I was wrong. I now know what is worse than hearing "I don't know". Complete radio silence.
It has now been 6 months since our trip to the NIH in July. In August they received her genetic raw data to analyze it and said it would take about a month, and from there they would send us vials for a growing list of more tests they wanted to run. The genetics team we saw when we were at the NIH was going to consult with her lead doctor and the lead doctor would then consult with Phoebe's main doctor here in NJ. While we were waiting to hear from them we were to complete any tests we could here at home, including the skeletal survey, bone age test and repeat CT, then send all the results and images down to the lead doctor at the NIH.
We have completed all the tests in NJ that we could, and I have all of the images and reports to send, but how can I send the results down when I email the lead research nurse the beginning of December and still have not gotten a response?!
We have heard nothing about the analysis of Phoebe's genetic raw data, the box of vials for further testing has not been sent to us, and Phoebe's main doctor here has not had a consult with the lead doctor at the NIH.
While I understand the size of the NIH and how vast their number of cases/people that are being researched and cared for, Phoebe is one of those cases.

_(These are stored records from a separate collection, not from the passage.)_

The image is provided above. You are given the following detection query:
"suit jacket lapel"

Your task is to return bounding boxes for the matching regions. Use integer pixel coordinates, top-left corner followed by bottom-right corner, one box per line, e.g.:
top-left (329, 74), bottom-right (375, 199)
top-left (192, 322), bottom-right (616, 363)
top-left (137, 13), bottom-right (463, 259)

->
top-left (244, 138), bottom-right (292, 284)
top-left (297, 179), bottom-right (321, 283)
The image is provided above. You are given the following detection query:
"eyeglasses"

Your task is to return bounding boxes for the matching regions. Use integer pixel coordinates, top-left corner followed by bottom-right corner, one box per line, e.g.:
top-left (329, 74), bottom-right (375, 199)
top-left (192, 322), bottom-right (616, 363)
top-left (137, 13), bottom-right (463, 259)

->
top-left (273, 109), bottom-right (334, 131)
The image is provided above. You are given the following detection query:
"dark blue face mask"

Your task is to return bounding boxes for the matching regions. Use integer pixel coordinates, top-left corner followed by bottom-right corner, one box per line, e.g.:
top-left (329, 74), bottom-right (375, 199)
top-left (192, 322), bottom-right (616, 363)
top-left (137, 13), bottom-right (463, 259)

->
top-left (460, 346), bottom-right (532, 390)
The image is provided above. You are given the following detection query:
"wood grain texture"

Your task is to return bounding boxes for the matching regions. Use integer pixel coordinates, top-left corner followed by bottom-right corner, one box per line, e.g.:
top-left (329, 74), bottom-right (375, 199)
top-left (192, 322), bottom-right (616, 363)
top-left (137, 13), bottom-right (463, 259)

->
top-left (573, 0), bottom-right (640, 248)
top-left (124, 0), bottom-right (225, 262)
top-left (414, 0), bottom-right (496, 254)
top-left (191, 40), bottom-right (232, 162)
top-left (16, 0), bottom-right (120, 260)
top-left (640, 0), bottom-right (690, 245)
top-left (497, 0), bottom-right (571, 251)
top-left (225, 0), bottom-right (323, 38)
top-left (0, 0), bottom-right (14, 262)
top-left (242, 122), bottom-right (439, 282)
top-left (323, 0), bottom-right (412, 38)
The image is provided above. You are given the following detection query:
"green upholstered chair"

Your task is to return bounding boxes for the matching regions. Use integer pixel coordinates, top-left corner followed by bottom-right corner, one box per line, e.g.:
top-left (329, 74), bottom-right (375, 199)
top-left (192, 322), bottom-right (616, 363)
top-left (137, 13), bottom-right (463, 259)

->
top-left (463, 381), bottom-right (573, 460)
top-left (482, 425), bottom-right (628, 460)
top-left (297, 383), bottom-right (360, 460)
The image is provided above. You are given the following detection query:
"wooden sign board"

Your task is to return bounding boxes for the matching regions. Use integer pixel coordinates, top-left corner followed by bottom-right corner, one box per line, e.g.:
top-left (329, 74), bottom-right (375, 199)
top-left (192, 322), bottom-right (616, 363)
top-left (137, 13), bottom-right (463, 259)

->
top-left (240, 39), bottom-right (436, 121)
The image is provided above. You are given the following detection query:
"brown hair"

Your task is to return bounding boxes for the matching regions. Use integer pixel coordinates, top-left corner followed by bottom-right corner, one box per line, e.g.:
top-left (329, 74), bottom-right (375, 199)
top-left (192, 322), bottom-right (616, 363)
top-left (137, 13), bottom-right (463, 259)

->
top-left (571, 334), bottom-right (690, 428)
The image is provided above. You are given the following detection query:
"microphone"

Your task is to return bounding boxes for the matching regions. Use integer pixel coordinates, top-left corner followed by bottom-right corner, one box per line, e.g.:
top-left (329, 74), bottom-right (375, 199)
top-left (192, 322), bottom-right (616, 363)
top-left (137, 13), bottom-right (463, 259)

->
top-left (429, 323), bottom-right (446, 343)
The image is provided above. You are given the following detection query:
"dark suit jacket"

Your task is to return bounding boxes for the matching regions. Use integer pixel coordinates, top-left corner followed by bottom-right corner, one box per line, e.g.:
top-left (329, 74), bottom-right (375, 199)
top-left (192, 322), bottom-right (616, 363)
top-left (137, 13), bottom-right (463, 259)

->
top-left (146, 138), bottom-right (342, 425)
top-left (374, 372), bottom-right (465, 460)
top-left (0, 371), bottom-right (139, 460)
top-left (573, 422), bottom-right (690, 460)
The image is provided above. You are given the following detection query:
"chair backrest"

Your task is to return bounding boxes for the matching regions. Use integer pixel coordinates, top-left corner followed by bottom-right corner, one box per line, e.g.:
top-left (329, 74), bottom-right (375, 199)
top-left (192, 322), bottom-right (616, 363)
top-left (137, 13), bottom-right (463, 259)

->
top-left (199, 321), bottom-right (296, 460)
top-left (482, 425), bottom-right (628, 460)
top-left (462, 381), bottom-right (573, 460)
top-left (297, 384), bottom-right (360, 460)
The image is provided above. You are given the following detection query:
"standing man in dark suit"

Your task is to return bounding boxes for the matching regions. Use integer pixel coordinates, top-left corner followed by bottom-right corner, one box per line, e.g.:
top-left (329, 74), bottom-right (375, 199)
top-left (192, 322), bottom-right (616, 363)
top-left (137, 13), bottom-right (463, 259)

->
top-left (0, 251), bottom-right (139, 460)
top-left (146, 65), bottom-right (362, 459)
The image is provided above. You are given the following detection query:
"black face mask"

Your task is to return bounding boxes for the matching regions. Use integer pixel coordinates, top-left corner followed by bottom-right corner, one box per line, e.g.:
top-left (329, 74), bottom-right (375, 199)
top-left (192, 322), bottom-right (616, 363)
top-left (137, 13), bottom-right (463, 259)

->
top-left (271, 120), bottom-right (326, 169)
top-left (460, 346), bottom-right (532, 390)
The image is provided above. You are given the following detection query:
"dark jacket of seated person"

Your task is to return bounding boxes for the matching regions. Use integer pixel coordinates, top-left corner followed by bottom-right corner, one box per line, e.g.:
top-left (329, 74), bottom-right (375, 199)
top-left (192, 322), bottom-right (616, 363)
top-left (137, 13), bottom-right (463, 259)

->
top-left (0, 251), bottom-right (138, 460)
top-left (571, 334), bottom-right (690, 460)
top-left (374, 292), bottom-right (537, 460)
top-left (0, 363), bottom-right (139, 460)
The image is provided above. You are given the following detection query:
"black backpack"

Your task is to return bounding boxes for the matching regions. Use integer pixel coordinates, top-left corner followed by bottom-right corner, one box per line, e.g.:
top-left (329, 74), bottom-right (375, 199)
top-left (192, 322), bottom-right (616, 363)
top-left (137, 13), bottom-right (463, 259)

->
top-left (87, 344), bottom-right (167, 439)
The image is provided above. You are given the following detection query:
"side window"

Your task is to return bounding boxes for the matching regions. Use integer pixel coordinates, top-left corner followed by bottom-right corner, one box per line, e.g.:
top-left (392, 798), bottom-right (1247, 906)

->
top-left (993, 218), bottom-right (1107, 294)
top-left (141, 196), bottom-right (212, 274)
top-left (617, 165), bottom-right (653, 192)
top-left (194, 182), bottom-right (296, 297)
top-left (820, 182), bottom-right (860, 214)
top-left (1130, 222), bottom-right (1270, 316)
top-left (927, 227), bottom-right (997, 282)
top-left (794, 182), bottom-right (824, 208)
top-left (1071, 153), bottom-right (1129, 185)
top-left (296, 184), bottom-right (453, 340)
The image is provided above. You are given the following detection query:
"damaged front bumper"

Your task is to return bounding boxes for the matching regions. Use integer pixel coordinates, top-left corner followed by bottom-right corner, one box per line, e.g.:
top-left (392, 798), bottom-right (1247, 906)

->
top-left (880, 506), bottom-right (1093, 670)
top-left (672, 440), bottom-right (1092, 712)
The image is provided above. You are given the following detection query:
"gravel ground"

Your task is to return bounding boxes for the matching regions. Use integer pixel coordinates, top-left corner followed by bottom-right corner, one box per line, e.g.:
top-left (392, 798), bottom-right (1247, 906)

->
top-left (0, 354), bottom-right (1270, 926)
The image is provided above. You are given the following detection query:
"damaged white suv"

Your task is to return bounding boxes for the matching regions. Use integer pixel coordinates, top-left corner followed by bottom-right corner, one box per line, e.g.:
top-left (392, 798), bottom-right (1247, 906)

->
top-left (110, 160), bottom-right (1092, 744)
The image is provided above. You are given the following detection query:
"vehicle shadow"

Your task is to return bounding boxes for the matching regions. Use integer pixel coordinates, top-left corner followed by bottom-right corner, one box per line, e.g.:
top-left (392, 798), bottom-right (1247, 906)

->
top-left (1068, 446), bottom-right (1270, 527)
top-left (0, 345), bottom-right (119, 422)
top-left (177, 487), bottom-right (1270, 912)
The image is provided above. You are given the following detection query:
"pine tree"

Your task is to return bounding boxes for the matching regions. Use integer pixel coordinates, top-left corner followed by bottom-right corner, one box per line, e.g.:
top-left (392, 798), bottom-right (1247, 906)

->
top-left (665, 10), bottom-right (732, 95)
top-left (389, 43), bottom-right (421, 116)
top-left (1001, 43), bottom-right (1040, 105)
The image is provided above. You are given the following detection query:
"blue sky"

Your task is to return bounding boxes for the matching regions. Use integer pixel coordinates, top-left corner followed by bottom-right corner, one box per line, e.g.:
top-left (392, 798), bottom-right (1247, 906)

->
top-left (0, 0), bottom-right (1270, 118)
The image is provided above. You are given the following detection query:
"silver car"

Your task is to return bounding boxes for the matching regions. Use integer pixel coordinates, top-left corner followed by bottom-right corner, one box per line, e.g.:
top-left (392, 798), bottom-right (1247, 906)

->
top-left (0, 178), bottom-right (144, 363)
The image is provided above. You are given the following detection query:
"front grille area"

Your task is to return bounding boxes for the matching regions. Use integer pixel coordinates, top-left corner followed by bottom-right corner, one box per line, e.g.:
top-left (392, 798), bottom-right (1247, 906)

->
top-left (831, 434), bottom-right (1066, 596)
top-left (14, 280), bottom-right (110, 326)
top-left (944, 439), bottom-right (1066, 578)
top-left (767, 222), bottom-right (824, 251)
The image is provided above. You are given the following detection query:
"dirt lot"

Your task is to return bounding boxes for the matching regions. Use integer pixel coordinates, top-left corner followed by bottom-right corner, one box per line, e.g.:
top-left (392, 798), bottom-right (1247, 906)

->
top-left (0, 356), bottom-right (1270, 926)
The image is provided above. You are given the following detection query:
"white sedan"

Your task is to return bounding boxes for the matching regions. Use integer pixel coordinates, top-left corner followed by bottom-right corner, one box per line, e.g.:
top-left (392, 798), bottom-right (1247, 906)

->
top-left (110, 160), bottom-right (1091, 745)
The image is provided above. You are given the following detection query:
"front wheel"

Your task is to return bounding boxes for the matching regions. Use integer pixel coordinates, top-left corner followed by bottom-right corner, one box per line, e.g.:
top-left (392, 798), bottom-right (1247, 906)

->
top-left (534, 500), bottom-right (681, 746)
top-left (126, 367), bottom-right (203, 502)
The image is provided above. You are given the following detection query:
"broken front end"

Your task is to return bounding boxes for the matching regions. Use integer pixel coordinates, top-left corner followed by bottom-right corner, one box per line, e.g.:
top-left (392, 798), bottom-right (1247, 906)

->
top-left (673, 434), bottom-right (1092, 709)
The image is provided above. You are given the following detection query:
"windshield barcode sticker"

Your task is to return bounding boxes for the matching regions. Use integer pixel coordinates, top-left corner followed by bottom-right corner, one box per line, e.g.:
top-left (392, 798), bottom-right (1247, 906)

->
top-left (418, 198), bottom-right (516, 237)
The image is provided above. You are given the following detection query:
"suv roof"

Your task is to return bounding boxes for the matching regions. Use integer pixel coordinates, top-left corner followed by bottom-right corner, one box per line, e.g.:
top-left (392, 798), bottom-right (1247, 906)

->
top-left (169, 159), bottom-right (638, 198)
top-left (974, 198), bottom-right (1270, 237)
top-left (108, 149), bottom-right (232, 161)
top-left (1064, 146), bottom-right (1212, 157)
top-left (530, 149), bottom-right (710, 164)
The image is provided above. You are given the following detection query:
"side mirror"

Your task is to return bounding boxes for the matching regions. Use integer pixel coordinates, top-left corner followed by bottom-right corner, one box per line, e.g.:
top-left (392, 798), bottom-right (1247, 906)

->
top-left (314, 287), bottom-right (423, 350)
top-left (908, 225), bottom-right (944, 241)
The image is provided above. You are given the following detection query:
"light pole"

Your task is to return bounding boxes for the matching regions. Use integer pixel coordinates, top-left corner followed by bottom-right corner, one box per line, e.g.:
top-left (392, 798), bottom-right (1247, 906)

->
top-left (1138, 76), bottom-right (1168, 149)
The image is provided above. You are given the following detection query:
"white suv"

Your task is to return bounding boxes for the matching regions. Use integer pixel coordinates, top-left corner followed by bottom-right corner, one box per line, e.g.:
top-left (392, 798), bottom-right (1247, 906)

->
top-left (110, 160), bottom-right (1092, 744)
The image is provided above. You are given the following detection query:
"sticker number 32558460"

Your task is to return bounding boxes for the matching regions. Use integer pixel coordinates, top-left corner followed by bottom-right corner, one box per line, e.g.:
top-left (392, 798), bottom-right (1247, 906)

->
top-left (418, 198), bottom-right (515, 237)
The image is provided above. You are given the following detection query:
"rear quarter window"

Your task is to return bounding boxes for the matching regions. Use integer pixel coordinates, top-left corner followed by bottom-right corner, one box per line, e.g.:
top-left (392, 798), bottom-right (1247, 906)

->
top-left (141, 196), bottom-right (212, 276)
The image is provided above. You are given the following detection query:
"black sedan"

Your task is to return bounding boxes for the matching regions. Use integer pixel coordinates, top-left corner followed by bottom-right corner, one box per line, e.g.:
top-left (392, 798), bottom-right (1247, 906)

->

We applied to a program, and were chosen by the NIH because of their interest in Phoebe and her medical mystery. To hear nothing from them, to not even get responses when we call or email them....I'd rather hear "I don't know".
Which is exactly what I stated in the sternly worded email I sent today.
I can say that I did get a response to my email today. And while it did state "My apologies for having not gotten back to you in December. Please know that Phoebe's care is very important to us and we understand you are eager for Dr's input." it also said "Regarding the genetic analysis. That information hasn't been completed yet as far as I know...One month was probably a very poor estimation on my part as Dr's new research nurse. Please be assured that we will make you aware of any new information that we have as soon as possible."
I am not entirely comforted by her words. And while I am prepared to reenter the radio silence yet again, I can assure you it will only be silent because of them. I will not be silent. I will be loud. I will be ROARING. I will be emailing and calling Phoebe's team of doctors daily, researching symptoms and disorders, compiling lists of things we can test for and things we can try to help her, I will be advocating for her and others who are battling rare disease.
Rare Disease Day may officially be the last day of February every year but for my family, and others like mine, it is every day. And it's time to break the silence.